Juba — South Sudan on Monday marks its first year of independence in sombre mood, the world’s youngest nation wracked by border wars with the North, internal violence and the shutdown of its vital oil production.
The early euphoria of independence from former civil war foe Sudan on July 9 2011, has since given way to a harsh reality.
While massive steps forward have been made, South Sudan remains one of the world’s poorest countries, where even the most basic infrastructure, such as roads, electricity and water distribution networks, still has to be built.
Vice President Riek Machar has admitted to not having met the expectations of his people because of “the unforeseen difficulties we got ourselves into”.
The United States on Sunday sent its anniversary congratulations, while admitting that “significant challenges” lie ahead.

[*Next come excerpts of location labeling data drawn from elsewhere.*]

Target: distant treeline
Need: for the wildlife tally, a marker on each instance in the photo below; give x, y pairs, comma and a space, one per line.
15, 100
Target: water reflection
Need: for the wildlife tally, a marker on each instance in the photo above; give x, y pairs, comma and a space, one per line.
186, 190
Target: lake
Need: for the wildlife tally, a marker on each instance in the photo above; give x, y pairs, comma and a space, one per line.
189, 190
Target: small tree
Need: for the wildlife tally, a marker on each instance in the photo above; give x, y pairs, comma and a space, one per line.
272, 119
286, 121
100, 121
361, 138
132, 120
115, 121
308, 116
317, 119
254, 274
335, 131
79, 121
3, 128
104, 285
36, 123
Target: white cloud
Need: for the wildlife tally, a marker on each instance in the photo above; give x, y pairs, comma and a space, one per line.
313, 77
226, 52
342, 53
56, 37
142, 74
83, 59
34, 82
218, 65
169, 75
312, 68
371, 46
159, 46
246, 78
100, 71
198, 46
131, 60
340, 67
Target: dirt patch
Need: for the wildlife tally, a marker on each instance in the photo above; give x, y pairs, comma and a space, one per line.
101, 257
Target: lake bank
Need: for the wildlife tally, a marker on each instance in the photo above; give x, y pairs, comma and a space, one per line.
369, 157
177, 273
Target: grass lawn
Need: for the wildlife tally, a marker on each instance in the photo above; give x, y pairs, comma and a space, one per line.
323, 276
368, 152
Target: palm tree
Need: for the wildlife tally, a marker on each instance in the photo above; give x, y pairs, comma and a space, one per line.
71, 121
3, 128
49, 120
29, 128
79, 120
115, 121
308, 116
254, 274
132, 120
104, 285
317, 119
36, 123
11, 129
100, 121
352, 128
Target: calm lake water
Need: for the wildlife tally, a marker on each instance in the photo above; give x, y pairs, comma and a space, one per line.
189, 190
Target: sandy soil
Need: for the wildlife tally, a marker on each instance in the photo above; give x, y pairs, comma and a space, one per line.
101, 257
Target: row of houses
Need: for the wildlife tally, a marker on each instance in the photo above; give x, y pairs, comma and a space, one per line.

Secretary of State Hillary Clinton, who was travelling in Asia, said in a statement that South Sudan had made strides in nation-building and on building a legal framework.
However, she also noted that “conflict and unresolved issues with Sudan and domestic inter-ethnic tensions have led to increased fighting and economic hardship, which threatens to compromise the very foundation on which South Sudan’s future will be built”.
Nobel Peace Prize laureate Desmond Tutu appealed for peace in the troubled fledgling nation.
“God wants to make South Sudan prosperous and peaceful,” the 80-year-old retired South African archbishop told political, military and religious leaders in Juba.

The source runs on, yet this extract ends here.